When these facts become thoroughly appreciated and digested by the average citizen, these gentlemen and their able assistants will have no further cause to fear the withdrawal of financial or moral support for their work.

[Mr.
Wilson.]
Herbert M. Wilson, M. Am. Soc. C. E. (by letter).—The Fuel Division of the United States Geological Survey has given considerable attention to the use of peat as a fuel for combustion under boiler furnaces, in gas producers, and for other purposes. It is doubtless to this material that Mr. Allen refers in speaking of utilizing “marsh mud for fuel,” since he refers to an address by Mr. Edward Atkinson on the subject of “Bog Fuel” in which he characterized peat by the more popular term “marsh mud.”

In Europe, where fuel is expensive, 10,000,000 tons of peat are used annually for fuel purposes. A preliminary and incomplete examination, made by Mr. C. A. Davis, of the Fuel Division of the Geological Survey, indicates that the peat beds of the United States extend throughout an area of more than 11,000 sq. miles. The larger part of this is in New England, New York, Minnesota, Wisconsin, New Jersey, Virginia, and other Coastal States which contain little or no coal. It has been estimated that this area will produce 13,000,000,000 tons of air-dried peat.

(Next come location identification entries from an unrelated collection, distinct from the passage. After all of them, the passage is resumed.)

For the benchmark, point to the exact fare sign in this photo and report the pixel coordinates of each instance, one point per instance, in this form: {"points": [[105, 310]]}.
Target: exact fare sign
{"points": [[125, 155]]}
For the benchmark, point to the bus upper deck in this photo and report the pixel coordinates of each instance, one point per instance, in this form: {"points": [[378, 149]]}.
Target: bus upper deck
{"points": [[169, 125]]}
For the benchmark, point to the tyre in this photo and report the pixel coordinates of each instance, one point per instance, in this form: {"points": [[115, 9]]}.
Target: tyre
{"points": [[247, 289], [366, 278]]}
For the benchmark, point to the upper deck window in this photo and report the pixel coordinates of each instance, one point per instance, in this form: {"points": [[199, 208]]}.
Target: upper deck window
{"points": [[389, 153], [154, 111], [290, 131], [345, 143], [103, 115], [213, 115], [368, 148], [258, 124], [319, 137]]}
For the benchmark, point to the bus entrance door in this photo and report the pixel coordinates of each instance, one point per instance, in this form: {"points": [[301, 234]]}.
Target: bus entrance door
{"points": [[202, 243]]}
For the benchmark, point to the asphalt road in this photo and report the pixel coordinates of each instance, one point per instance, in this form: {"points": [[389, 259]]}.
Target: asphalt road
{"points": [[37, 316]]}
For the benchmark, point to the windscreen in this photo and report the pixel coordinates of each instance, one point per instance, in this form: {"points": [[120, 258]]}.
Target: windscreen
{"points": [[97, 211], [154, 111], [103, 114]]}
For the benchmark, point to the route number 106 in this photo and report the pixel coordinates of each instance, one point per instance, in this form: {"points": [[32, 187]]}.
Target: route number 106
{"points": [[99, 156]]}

At present peat production is in its infancy in the United States, though there are in operation several commercial plants which find a ready market for their product and are being operated at a profit. A test was made at the Pittsburg plant on North Carolina peat operated in a gas producer—the resulting producer gas being used to run a gas engine of 150 h.p.—the load on which was measured on a switch-board. Peat containing nearly 30% of ash and 15% of water gave 1 commercial horse-power-hour for each 4 lb. of peat fired in the producer. Had the peat cost $2 per ton to dig and prepare for the producer, each horse-power-hour developed would have cost 0.4 of a cent. The fuel cost of running an electric plant properly equipped for using peat fuel, of even this low grade, in the gas producer would be about $4 per 100 h.p. developed per 10-hour day.

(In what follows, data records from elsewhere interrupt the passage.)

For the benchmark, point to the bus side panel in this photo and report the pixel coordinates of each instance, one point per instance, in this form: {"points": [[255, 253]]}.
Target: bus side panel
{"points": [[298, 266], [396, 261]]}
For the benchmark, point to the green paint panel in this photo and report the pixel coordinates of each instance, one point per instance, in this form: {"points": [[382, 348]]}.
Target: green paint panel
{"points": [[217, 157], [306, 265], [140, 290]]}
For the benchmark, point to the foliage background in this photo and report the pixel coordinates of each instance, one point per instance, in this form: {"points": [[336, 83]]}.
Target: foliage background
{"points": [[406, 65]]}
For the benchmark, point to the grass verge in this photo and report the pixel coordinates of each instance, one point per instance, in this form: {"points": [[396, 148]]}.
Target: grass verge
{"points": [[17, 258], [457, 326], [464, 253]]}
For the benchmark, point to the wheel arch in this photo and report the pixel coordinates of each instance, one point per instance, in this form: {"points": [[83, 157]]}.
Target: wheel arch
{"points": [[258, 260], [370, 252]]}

Equally good results were procured in tests of Florida and Michigan peat operated in the gas producer. The investigations of peat under Mr. Davis include studies of simple commercial methods of drying, the chemical and fuel value, analyses of the peat, studies of the

mechanical methods of digging and disintegrating the peat, and physical tests to determine the strength of air-dried peat to support a load.

The calorific value of peat, as shown by numerous analyses made by the United States Geological Survey, runs from about 7,500 to nearly 11,000 B.t.u., moisture free, including the ash, which varies from less than 2% to 20%, the latter being considered in Europe the limit of commercial use for fuel. Analyses of 25 samples of peat from Florida, within these limits as to ash, show a range of from 8,269 to 10,865 B.t.u., only four of the series being below 9,000 B.t.u., and four exceeding 10,500 B.t.u., moisture free. Such fuel in Florida is likely to be utilized soon, since it only needs to be dug and dried in order to render it fit for the furnace or gas producer. Many bituminous coals now used commercially have fuel value as low as 11,000 B.t.u., moisture free, and with maximum ash content of 20%; buckwheat anthracite averages near the same figures, often running as high as 24% ash.

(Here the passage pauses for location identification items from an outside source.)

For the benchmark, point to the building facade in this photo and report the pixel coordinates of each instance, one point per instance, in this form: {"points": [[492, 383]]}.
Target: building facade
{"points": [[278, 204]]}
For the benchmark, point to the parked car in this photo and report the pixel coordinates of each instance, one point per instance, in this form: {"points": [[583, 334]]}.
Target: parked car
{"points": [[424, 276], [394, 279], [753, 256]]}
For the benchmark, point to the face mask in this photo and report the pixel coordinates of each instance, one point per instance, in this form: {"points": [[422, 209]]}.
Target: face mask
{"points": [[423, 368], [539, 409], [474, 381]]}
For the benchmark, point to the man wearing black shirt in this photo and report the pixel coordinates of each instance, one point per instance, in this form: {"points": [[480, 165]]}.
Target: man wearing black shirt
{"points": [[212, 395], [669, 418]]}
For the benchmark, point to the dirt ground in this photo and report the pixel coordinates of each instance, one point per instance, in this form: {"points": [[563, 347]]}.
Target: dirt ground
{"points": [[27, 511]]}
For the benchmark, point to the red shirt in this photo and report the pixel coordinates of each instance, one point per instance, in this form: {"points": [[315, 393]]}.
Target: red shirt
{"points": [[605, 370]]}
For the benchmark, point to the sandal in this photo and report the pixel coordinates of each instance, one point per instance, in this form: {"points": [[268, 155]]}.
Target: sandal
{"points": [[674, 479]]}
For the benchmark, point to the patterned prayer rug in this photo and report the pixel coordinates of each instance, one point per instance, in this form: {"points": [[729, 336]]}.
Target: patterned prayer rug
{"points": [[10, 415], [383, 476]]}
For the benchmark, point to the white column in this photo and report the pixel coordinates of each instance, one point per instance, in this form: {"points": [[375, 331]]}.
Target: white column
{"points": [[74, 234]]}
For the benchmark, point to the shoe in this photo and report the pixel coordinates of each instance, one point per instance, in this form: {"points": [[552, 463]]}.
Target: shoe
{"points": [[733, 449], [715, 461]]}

One bulletin concerning the peats of Maine has been published, and another, concerning the peat industries of the United States, is in course of publication.

Mr. Bartoccini asks whether it would not be possible for the United States Geological Survey to enforce rules which would prevent the existence of conditions such as occurred at the mine disaster of Cherry, Ill.

The United States Government has no police power within the States, and it is not within its province to enact or enforce rules or laws, or even to make police inspection regarding the methods of operating mining properties. The province of the mine accidents investigations and that of its successor, the Bureau of Mines, is, within the States, like that of other and similar Government bureaus in the Interior Department, the Department of Agriculture, and other Federal departments, merely to investigate and disseminate information. It remains for the States to enact laws and rules applying the remedies which may be indicated as a result of Federal investigation.